L'arrêté de catastrophe naturelle — un événement daté, reconnu après coup, qui ouvre l'indemnisation.

Le classement DDRM — la commune est recensée comme exposée au risque, à titre d'information préventive.

L'atlas des zones inondables — une cartographie des secteurs submersibles, sans valeur réglementaire.

Le PPRI — le seul document opposable : annexé au plan d'urbanisme, il impose des règles de construction dans les secteurs qu'il délimite.

Questions fréquentes

Comment savoir si une commune est en zone inondable ?

Trois documents se complètent. Le dossier départemental sur les risques majeurs recense les communes exposées ; l'atlas des zones inondables cartographie les secteurs submersibles à titre informatif ; le plan de prévention du risque inondation (PPRI), lui, a une valeur réglementaire et s'impose aux constructions. Aucun ne dit qu'une commune est inondable en entier : pour un bien précis, il faut un état des risques à l'adresse, disponible sur Géorisques.

Qu'est-ce qu'un arrêté de catastrophe naturelle ?
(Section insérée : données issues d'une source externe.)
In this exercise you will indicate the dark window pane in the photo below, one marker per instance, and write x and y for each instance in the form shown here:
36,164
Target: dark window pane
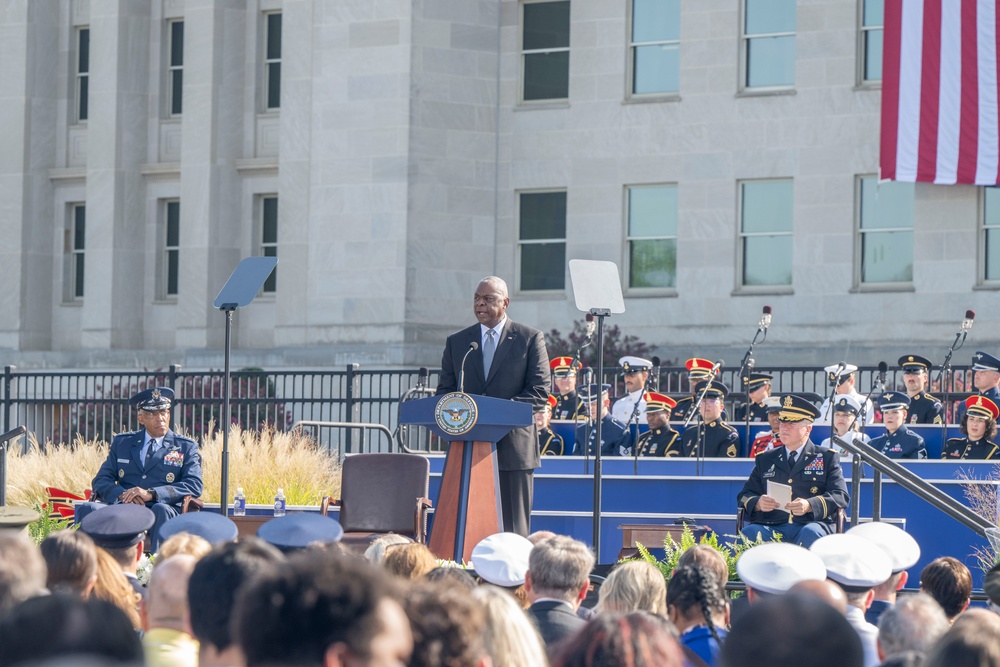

C'est la décision interministérielle qui reconnaît qu'un événement naturel d'intensité anormale a frappé une commune à une date donnée. Elle ouvre aux sinistrés la garantie « catastrophes naturelles » de leur contrat d'assurance, avec un délai de déclaration à compter de la publication au Journal officiel. L'inondation est de loin le premier motif : elle représente la majorité des arrêtés pris en France depuis 1982.

Les inondations arrivent-elles surtout en hiver ?

Pas seulement, et c'est un malentendu fréquent. En nombre d'arrêtés, mai et juin dominent : ce sont les orages d'été qui provoquent ruissellements et coulées de boue, y compris loin de tout cours d'eau. Les épisodes les plus étendus, eux, sont automnaux et hivernaux — épisodes méditerranéens de septembre à novembre, crues de plaine en hiver. Décembre 1999 reste l'événement record, avec plus de 26 000 communes reconnues d'un coup.

Que faire en cas de montée des eaux ?

Montez à l'étage plutôt que de fuir en voiture : trente centimètres d'eau suffisent à emporter un véhicule, et près d'une victime sur trois s'y trouvait. Coupez le gaz et l'électricité, ne descendez ni au sous-sol ni dans un parking, écoutez la radio et suivez les consignes de la préfecture. En cas de danger immédiat, appelez le 18 ou le 112.

Source : base GASPAR du ministère de la Transition écologique (arrêtés de catastrophe naturelle, dossiers départementaux sur les risques majeurs, atlas des zones inondables, plans de prévention des risques naturels), période 1982-2026.